Monday, April 6, 2009

Break the Ice

I stand in front of my house with Mark. He wears a beige coat. Scarf with his name. Find him on page three—four?—of a Kohl’s mag. There I am to his right, a packed ball of snow firm in hand.

We can knock them down—Mark and me—the strings of ice that hang from my roof like dead limbs. We can do it. Mark could push the smoke from his lips and melt them all. I bet he could if he tried.

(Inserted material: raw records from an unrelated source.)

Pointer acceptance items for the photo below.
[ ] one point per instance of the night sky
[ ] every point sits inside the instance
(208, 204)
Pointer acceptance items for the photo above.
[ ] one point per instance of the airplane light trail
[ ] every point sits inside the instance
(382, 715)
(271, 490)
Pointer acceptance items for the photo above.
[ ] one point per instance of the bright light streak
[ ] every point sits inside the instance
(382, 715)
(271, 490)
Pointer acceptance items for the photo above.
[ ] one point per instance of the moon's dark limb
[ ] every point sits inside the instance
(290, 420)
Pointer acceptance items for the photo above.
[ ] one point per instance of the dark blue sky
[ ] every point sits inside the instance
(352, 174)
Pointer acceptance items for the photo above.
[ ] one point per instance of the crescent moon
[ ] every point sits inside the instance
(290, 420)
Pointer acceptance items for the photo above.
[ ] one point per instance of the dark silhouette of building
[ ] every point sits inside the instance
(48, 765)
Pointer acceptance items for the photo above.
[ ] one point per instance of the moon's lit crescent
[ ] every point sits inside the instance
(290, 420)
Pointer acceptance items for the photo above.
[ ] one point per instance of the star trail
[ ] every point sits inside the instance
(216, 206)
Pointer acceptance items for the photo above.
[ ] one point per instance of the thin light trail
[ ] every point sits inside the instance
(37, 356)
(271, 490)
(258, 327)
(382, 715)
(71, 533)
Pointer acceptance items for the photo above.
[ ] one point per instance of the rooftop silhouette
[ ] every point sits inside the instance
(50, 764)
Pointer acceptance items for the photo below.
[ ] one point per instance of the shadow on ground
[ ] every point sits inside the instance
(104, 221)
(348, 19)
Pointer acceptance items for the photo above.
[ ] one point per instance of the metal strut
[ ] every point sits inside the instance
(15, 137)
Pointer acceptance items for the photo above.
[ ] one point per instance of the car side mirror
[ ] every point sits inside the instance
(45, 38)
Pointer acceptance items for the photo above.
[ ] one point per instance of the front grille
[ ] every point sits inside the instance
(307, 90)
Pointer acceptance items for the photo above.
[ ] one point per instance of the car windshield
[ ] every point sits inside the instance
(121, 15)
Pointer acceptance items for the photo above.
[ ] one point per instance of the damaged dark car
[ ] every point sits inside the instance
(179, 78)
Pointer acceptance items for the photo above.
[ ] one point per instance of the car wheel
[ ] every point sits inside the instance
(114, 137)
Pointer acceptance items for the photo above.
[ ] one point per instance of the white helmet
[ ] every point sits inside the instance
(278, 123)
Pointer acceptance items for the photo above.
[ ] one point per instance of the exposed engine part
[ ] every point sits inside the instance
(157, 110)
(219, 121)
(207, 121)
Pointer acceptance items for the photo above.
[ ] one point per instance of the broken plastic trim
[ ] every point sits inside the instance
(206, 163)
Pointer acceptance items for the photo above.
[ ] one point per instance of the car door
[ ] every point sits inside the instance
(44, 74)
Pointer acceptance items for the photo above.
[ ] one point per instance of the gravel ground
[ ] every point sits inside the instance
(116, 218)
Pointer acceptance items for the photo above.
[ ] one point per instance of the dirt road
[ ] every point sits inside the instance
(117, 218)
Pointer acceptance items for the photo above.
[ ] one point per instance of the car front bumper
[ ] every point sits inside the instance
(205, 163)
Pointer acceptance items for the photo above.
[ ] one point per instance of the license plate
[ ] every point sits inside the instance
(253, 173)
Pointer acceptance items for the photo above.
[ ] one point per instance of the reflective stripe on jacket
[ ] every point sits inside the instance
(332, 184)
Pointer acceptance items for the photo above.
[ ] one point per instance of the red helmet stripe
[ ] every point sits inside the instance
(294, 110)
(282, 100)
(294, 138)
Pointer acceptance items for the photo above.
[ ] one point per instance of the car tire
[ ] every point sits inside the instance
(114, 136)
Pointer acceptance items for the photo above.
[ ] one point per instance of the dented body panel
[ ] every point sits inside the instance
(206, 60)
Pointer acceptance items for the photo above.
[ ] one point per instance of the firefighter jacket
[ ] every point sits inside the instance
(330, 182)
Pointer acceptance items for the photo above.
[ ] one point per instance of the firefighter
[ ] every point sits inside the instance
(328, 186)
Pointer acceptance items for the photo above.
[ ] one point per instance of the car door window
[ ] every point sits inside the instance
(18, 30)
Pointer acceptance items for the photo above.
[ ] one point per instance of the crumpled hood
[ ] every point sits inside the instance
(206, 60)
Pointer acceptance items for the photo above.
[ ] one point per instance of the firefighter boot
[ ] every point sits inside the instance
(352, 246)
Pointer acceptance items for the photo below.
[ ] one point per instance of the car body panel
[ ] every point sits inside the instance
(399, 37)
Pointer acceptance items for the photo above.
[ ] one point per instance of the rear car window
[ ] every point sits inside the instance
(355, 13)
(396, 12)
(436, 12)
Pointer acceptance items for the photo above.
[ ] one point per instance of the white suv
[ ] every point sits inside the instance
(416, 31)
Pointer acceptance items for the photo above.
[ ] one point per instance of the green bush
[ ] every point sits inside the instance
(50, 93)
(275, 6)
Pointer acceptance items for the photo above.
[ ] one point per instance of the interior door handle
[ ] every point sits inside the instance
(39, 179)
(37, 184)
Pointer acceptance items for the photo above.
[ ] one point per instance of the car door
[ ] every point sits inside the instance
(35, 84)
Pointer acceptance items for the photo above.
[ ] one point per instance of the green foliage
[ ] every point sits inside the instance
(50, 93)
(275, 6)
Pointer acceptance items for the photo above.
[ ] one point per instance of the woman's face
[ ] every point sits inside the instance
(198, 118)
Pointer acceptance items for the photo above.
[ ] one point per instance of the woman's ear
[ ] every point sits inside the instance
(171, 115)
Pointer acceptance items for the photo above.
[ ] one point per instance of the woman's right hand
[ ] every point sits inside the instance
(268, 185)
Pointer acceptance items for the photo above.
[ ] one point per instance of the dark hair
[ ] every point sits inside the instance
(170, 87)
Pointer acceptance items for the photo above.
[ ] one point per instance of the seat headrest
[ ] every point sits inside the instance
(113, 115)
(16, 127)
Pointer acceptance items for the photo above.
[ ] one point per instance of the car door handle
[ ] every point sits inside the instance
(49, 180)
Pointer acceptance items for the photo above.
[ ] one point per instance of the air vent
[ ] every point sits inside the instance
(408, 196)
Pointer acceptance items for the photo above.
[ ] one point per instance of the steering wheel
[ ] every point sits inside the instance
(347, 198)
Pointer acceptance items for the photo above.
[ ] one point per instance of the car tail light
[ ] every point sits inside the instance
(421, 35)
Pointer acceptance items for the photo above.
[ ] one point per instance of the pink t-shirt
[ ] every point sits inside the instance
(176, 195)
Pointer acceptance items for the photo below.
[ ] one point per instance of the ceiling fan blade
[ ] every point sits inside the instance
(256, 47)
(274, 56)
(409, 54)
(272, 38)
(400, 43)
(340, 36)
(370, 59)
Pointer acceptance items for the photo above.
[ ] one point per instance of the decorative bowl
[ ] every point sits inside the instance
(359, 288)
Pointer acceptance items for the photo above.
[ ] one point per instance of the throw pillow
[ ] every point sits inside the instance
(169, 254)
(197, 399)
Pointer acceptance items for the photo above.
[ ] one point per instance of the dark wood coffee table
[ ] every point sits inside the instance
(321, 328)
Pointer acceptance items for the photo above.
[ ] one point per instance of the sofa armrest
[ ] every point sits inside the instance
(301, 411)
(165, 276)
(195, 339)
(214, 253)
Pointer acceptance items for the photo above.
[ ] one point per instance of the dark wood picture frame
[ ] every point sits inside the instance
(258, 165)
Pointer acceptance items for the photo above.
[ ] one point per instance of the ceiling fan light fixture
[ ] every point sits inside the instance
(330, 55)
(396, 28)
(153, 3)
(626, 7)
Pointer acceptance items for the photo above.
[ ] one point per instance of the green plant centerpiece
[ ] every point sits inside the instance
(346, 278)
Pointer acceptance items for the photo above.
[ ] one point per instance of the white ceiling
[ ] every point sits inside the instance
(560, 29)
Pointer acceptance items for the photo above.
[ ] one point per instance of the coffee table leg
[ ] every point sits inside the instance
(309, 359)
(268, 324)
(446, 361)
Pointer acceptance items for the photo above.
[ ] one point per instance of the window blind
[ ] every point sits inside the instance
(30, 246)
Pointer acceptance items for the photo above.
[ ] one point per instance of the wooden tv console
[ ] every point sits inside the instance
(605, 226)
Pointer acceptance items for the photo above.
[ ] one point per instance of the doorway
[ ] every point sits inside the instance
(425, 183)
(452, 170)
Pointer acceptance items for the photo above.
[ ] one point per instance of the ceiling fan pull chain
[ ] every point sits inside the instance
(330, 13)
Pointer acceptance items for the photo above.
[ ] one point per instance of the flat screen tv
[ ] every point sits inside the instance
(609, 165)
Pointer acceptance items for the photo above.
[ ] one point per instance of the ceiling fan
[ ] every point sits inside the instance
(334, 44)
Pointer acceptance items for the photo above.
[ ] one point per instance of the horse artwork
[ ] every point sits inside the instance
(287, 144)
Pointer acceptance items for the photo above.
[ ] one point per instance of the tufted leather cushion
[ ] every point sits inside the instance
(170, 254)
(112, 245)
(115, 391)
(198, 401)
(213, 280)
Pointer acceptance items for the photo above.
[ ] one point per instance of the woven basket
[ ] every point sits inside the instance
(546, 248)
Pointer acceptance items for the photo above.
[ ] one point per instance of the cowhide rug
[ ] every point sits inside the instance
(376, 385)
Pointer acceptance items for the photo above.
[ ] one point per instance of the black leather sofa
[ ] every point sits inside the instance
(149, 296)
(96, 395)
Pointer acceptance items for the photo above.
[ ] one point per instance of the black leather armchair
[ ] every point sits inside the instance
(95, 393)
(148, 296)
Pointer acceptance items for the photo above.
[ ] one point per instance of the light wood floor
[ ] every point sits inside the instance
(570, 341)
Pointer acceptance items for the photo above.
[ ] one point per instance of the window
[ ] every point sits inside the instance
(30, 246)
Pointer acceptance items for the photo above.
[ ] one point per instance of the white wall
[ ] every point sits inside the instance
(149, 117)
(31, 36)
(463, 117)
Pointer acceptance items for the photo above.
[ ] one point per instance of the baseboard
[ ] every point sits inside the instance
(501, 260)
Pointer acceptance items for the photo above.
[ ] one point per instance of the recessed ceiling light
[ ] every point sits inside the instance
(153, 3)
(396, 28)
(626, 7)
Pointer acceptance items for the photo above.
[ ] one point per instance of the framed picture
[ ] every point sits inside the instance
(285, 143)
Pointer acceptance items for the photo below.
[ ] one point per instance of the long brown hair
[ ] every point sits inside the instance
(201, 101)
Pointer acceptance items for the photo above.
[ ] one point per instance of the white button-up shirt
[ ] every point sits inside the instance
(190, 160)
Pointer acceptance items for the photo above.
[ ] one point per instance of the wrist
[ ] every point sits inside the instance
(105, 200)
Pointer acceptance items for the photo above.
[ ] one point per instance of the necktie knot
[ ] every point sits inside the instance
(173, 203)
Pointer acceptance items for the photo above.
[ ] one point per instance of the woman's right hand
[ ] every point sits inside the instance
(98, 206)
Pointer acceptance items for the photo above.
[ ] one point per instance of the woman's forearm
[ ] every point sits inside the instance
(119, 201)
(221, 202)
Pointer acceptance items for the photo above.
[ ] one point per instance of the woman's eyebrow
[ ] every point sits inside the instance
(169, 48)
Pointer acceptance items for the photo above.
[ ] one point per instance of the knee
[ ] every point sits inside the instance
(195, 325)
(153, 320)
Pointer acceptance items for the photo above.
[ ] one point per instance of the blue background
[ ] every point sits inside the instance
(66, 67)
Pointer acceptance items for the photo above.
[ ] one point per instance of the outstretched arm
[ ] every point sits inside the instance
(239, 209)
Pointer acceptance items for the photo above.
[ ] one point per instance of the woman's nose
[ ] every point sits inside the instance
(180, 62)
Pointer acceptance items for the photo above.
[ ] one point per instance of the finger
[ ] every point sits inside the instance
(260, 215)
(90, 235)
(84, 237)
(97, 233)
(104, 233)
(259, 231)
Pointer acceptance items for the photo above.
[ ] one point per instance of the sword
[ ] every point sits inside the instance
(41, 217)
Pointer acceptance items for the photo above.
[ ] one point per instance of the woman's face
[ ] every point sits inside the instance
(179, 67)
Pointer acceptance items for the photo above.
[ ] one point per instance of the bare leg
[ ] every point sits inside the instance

He looks old with a lit cig in his mouth. It burns down like a fuse. He breathes in one last time. Throws it in the snow. I step on it with my boot to make sure it’s out. He grins at me and of course I smile back at him.

I’m stripped of the wait: Mark picks up two chunks of snow. Packs them in a ball. Hurls it toward the shards of ice. A slab breaks and falls from the roof. Could have struck him in the head and he would have been dead. Would have called it death by ice. Bound for the morgue.

I say to Mark, “Move back. You scare me. You’re so close to the ice.” Ten more fall, but none close enough to strike his head and kill him. I smile at the sound of their crash, a gun shot shock in my brain. “Don’t be lame. Knock them down with me. It’s fun,” Mark says to me with that grin.

And then there’s no ice left to fall which means we are done. I hold the door for Mark and he steps in my house. We watch a show on my couch. Take off our shoes. Coats. Scarves. When Mark leaves, I hug him and he smells like smoke. His car looks bright red when he drives down the street.